NM:  You've alluded to the diversity of Cabernet fruit that you work with — a function of the patchwork of vineyards and their different aspects and elevations.  Doesn't that present a challenge to maintaining a single vision in your winemaking?

JC:  It certainly does present some difficulty.  It presented an even greater difficulty for me when I started, because at the time we were making two Bordeaux-style blends.  We were trying to use all the same material, all the same base wines to produce two wines of the same stock.  There wasn't any way for me to put them together.  But I did take what I considered to be the best base wines to produce our house style, and then the second best version of that style.  Even so, I had a dilemma during the first year that I was here, because as I looked at the fifty-some base wines we had [from all the different vineyard blocks], not everything fit into the Elivette package; not everything we were making was Cabernet suitable for going into the Elivette.  Some of it was too big, too bold, too round, and perhaps a bit too rustic to fit into the program of being a refined Bordeaux-style wine.  And so, that's when we convinced the owner that we should make a dedicated Cabernet separate from the Elivette.  And that simplified my life entirely.  It really opened the door because now, since the 2003 vintage, there are three wines types coming out of those fifty Spring Mountain Vineyard's Cabernet SauvignonCabernet base wines: an elegant, graceful, structured, complex, and ageable Cabernet [the Elivette]; a bold, direct, powerful, and more intensely Northern California approach to Cabernet [the SMV Cabernet]; and one that won't fit into either and goes into our 2nd label, Chateau Chevalier.
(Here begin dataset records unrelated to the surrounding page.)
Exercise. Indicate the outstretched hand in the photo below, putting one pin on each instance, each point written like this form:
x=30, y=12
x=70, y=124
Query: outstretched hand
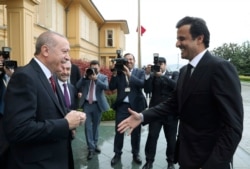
x=130, y=123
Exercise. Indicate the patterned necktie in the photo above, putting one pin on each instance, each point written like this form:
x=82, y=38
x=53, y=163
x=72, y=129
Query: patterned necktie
x=186, y=79
x=188, y=73
x=91, y=92
x=53, y=84
x=66, y=95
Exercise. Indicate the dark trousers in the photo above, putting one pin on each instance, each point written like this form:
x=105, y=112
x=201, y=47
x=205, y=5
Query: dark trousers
x=170, y=130
x=121, y=114
x=4, y=146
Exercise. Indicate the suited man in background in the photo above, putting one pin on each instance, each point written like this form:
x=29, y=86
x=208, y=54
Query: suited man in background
x=94, y=102
x=36, y=124
x=129, y=83
x=62, y=80
x=162, y=83
x=68, y=92
x=207, y=101
x=75, y=74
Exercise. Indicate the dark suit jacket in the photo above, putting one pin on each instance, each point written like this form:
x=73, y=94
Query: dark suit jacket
x=75, y=74
x=210, y=113
x=101, y=85
x=136, y=83
x=161, y=87
x=2, y=92
x=34, y=122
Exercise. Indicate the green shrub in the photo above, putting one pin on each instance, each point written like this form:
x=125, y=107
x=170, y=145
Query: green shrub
x=244, y=78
NM:  Can you describe the process of crafting these styles, and how you decide exactly which base wines goes into which of the two finished Cabernets?

JC:  When I do my evaluation of the wines each year, I try to categorize them and put them into areas that they need to be in, and they naturally break apart into these two wines.  The mindset you have to have when you make blends is that you're putting together a couple of jigsaw puzzles: you know what the picture is supposed to look like, so when you pick up a piece, you know whether or not it's going to fit into one picture or the other.  But occasionally a piece it doesn't really fit anywhere — a beautiful wine or a powerful wine that doesn't fit into either one of my blends — so we'll just bottle it up on its own and sell it in the wine club.   Because when a [base] wine doesn't mix in with any of the others, you have to leave it out, even though it's a high quality wine.